Littekens
Op een regenachtige middag stond ik rustig te lezen op het perron, toen een ongeduldige spoormedewerker mij aan de kant duwde en ervoor zorgde dat mijn bijna ongerepte editie van Life of Pi in een modderig plasje water viel. Met mijn ogen wijd opengesperd dook ik naar de grond, raapte het vodderige buideltje bladzijdes op, en probeerde zo goed en zo kwaad als het kon de schade te beperken door het boek in de punten van mijn jas te wikkelen.
Het is elke keer hetzelfde liedje: zodra er een vouw in een kaft ontstaat of een druppeltje chocolademelk op een pagina landt, breekt in mijn hoofd paniek uit.
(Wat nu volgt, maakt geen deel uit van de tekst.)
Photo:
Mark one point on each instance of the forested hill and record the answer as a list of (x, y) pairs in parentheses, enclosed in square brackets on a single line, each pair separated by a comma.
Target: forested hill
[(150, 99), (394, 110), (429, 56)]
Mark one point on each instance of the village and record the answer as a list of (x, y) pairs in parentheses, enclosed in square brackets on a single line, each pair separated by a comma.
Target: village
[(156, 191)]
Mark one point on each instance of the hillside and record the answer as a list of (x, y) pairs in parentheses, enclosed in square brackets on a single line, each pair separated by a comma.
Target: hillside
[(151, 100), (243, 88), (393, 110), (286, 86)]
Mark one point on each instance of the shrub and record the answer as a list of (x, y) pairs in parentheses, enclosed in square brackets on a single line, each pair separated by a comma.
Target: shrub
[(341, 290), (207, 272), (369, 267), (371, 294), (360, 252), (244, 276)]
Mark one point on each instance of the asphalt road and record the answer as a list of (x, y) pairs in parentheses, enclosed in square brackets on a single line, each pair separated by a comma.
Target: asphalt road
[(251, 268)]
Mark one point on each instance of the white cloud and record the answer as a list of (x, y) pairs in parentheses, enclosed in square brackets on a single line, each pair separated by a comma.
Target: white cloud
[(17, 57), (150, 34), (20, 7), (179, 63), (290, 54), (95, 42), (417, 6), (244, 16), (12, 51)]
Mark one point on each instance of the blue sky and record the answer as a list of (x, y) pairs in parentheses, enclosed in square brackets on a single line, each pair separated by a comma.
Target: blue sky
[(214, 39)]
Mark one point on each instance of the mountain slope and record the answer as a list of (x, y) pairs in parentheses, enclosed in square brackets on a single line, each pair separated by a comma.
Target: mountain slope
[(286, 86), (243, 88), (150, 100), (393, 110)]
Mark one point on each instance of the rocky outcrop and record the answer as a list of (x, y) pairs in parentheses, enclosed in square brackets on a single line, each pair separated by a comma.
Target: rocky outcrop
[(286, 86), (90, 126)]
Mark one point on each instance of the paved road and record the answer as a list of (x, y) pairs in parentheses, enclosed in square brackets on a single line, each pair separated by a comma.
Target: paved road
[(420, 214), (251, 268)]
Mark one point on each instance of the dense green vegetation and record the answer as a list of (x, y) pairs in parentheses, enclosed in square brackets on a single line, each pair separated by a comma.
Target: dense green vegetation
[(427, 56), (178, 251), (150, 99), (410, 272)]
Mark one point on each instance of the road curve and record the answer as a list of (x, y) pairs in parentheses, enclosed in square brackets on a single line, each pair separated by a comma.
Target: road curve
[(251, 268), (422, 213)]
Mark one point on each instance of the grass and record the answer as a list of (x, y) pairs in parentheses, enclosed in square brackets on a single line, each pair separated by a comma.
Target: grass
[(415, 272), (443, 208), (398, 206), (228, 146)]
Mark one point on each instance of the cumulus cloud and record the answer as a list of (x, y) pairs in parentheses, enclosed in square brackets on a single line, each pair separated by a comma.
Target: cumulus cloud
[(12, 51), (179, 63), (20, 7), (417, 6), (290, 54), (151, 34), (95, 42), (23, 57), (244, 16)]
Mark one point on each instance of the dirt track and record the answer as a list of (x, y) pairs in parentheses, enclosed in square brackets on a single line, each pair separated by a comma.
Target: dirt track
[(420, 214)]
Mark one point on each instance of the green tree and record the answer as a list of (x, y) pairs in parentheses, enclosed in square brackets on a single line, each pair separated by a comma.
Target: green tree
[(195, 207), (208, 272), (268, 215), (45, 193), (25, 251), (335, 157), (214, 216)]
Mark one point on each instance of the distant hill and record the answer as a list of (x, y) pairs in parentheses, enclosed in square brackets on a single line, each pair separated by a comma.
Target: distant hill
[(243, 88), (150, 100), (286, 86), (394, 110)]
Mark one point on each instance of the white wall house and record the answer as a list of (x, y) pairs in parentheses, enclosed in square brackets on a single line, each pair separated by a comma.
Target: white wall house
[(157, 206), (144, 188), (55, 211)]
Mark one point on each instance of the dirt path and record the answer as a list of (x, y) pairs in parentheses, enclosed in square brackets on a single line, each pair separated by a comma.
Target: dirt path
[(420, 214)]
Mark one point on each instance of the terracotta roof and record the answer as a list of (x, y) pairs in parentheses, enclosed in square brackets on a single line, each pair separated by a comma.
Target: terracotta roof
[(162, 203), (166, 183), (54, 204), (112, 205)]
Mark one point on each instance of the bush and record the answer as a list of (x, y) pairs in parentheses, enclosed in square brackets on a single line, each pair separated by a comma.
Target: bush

Moord! Brand! Mijn boek is verpest! Het duurt dan ook weken, zo niet maanden, voordat de toegebrachte schade voor mij geen doorn in het oog meer is.
Toch is het gek dat ik altijd zo overstuur raak van de deuken en scheuren in mijn boekenverzameling. Iedere vouw en elk vlekje bewijst namelijk dat het boek in kwestie meer is dan een ongelezen baksteen in mijn boekenkast. Zo staat Life of Pi inmiddels al jaren gerimpeld te wezen tussen mijn andere Engelse romans. Elke keer als ik naar de met bruine vlekken bespatte zijkant kijk, weet ik nog precies hoe het was om in dit boek bezig te zijn. Om die conducteur niet aan te zien komen die dag, omdat ik het verhaal niet weg kon leggen. En hoe ik zelfs verder bleef lezen nadat ik de roman uit het plasje gevist had. Het boek leefde voor mij, die middag op dat perron. En de littekens die erop achterbleven, zijn daar tot op de dag van vandaag het bewijs van.